Anti-vaccine insanity: ‘Pox Parties’

“A movement that health experts call “an incredibly bad idea.”

The New York Times reports,

The offer – for lollipops infected with chickenpox virus – appeared on Facebook last month and quickly circulated among parents who oppose vaccinating their children against diseases.

“I have PayPal and plenty of spit and suckers,” the message read. “It works too because that’s how we got it! Our round was FedEx’d from Arizona. We’ve spread cooties to Cookeville, Knoxville and Louisiana!”

Other parents on the same message board posted requests for shipments of a variety of chickenpox-infected items – towels, children’s clothes, rags. By getting their children to touch the contaminated items or suck on tainted candy, they believe their children will get the stronger immunity that surviving a full-blown natural infection of chickenpox affords, without the hazards they say come with vaccines.

The posts advertising the infected lollipops have since been taken down, and there is no evidence that anyone actually bought them. But public health experts warn the practice is misguided, and dangerous.

Read the New York Times report.

2 thoughts on “Anti-vaccine insanity: ‘Pox Parties’”

  1. Ok, so they are innoculating their children with full-blown live viruses instead of the weakened, watered-down versions. I can understand the idea, I can understand the philosophy of deliberately infecting your children when they are strong and can weather the disease better (most chickenpox deaths are due to complications and multiple infections at once).

    What I cannot understand is how they can possibly think that this is safer than a properly designed vaccine.

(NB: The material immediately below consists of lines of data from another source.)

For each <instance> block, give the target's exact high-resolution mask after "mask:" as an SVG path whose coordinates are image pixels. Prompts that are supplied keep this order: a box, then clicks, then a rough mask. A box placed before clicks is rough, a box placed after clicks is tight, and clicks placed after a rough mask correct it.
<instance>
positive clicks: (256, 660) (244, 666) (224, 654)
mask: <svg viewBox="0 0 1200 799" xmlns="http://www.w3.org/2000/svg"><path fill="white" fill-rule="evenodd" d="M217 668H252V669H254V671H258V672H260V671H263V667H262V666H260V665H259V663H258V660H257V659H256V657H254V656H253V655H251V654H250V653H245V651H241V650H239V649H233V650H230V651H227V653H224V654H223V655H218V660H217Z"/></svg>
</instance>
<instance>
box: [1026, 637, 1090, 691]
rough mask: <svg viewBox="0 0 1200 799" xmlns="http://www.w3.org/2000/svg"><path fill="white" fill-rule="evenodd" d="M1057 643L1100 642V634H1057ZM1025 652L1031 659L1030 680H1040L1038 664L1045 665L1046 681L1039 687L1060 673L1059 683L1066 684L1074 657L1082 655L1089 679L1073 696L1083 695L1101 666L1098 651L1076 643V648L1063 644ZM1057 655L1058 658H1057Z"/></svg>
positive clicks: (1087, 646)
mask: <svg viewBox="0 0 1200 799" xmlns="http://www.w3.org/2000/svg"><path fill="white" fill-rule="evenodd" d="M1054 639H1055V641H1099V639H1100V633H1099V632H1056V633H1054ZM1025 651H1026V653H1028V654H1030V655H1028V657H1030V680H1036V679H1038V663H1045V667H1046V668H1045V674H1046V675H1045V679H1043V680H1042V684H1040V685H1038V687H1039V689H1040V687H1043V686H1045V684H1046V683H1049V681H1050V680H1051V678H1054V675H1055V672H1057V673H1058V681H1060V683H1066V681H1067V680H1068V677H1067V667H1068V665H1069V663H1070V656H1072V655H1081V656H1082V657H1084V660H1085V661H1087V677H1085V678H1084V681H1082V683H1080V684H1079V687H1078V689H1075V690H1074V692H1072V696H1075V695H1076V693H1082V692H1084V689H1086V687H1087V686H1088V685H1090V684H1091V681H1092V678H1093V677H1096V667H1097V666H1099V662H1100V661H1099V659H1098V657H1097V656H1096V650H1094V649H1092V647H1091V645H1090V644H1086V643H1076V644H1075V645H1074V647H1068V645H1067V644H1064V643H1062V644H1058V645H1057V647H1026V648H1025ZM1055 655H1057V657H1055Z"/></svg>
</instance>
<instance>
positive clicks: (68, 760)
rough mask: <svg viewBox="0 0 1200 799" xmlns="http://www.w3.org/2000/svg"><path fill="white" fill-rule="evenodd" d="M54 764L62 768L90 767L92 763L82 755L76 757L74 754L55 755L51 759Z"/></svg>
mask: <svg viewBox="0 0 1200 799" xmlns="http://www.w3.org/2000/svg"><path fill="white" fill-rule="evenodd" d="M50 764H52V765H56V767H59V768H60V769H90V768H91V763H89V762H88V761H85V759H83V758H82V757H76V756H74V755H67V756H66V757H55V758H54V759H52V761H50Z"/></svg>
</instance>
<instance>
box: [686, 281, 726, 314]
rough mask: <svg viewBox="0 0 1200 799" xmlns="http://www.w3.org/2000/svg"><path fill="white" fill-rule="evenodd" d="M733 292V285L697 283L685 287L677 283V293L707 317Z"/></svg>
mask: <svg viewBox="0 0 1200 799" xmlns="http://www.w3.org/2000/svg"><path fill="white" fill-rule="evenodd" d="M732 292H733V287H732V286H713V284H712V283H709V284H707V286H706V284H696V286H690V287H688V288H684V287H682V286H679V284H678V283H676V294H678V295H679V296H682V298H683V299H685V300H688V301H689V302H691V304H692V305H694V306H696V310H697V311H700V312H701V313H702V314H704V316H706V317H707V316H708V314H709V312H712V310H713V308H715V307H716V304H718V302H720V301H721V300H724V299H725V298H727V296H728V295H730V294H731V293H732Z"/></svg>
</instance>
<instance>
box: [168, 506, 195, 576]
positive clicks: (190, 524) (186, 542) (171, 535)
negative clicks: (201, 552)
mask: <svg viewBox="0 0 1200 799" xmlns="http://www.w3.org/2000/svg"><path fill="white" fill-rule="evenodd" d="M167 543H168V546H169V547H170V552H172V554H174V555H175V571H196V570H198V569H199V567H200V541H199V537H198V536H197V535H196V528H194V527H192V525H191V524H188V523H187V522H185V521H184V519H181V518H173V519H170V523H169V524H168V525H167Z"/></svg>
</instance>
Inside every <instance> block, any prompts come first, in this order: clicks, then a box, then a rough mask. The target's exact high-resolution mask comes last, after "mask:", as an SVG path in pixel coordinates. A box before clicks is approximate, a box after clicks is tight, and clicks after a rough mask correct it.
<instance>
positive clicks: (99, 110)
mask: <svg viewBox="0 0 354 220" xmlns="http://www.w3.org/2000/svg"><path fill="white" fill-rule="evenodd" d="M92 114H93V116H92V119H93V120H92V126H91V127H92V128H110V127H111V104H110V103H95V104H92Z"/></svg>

    They should all be arrested for trafficking in infectious diseases and thrown in federal prison.

  2. Here is another reason not to mess around with this nonsense:

    FTA: “Jerry E. Martin, the United States attorney in Nashville, where the tainted lollipops were advertised at $50 for overnight delivery, issued a warning last week that sending infected items “through the flow of commerce” was a federal crime, punishable by up to 20 years in jail.”